District hosts press conference on ineligible player used by Topsail girls basketball team

BURGAW, N.C. (WECT) - Pender County Schools held a news conference Tuesday to answer questions about the Topsail High School girl’s basketball team using an ineligible player during the season.

The violation was self-reported to the North Carolina High School Athletics Association, who ordered the Pirates forfeit ten wins and pay a fine.

The athlete in question previously attended Topsail High School before leaving to attend school in another district. In the fall of 2019, she returned to Topsail High School and requested to be re-enrolled. According to Pender County Schools, documents provided to the school showed that the student lived outside of the Pender County. However, a miscommunication and an inaccuracy during the data entry process caused an address inside Pender County to be entered, making the student athlete eligible to play.

The school district is taking full responsibility for the mistake.

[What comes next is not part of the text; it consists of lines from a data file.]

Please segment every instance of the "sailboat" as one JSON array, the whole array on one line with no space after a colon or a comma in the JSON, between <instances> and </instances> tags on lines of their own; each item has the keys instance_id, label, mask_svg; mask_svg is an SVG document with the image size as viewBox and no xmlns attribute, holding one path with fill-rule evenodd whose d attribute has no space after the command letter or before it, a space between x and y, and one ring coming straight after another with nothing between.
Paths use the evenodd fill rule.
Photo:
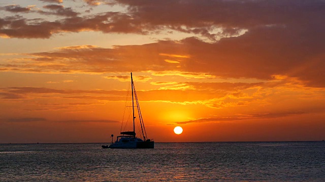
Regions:
<instances>
[{"instance_id":1,"label":"sailboat","mask_svg":"<svg viewBox=\"0 0 325 182\"><path fill-rule=\"evenodd\" d=\"M154 142L150 139L148 139L147 137L147 133L143 123L142 115L140 111L140 108L138 101L138 97L136 88L134 86L133 78L132 78L132 73L131 73L131 88L132 90L132 110L133 113L133 131L121 131L120 135L117 136L116 141L115 143L112 143L108 147L111 149L153 149ZM136 136L135 126L135 101L134 97L135 98L135 103L136 108L138 110L139 116L139 120L140 120L140 125L141 127L141 136L142 138ZM113 136L113 134L112 135ZM102 146L103 147L103 146ZM104 146L106 147L106 146ZM103 147L104 148L104 147Z\"/></svg>"}]
</instances>

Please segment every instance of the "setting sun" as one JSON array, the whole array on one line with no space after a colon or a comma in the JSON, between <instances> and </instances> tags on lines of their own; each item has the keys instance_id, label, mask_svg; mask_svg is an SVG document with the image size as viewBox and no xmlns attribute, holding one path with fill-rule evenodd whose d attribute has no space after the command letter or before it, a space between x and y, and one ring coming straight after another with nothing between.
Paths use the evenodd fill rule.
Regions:
<instances>
[{"instance_id":1,"label":"setting sun","mask_svg":"<svg viewBox=\"0 0 325 182\"><path fill-rule=\"evenodd\" d=\"M174 132L177 134L179 134L183 132L183 128L180 126L176 126L174 128Z\"/></svg>"}]
</instances>

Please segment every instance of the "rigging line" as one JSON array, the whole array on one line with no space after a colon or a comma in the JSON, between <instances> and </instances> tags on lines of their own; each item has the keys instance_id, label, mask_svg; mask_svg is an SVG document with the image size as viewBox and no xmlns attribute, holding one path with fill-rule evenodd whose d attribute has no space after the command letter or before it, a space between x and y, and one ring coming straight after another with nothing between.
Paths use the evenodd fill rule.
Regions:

"It’s up to us to notify the parents that you don’t live inside of Pender County,” said Communications Coordinator Alex Riley. “Your child shouldn’t attend school here unless you reside inside of Pender County. Our school staff over at Topsail has felt gutted because of this whole thing. Because they know it’s something they should have caught.”

No disciplinary action has been taken, but Pender County Schools is still investigating.

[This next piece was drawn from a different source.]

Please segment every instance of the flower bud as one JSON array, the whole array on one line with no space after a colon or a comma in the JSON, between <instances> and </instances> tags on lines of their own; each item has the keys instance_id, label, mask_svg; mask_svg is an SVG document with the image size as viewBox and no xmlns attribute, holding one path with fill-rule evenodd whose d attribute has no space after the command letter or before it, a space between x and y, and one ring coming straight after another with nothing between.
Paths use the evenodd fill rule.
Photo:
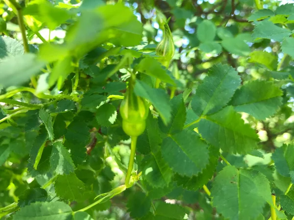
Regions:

“There are reviews being done,” said Riley. “Interviews are being done to make sure we identify how this happened. What went wrong and make sure something like this never happens again at any school, not just Topsail.”

This is the second Topsail High School sports team that has forfeited wins for using an ineligible player. In the spring of 2019, the Topsail baseball team was ruled to have used a player that was academically ineligible because of grades. This time, the district says that the athletic department did everything correctly.

"The athletic department was reviewing the student’s file,” said Riley. “So, an address inside of Pender County and grades that were good enough to be eligible. All things that you look for like attendance was good. All the things that you look forward to make sure the athlete was eligible to play. But unfortunately, before that file got to the athletic department, there was the inaccuracy entered.”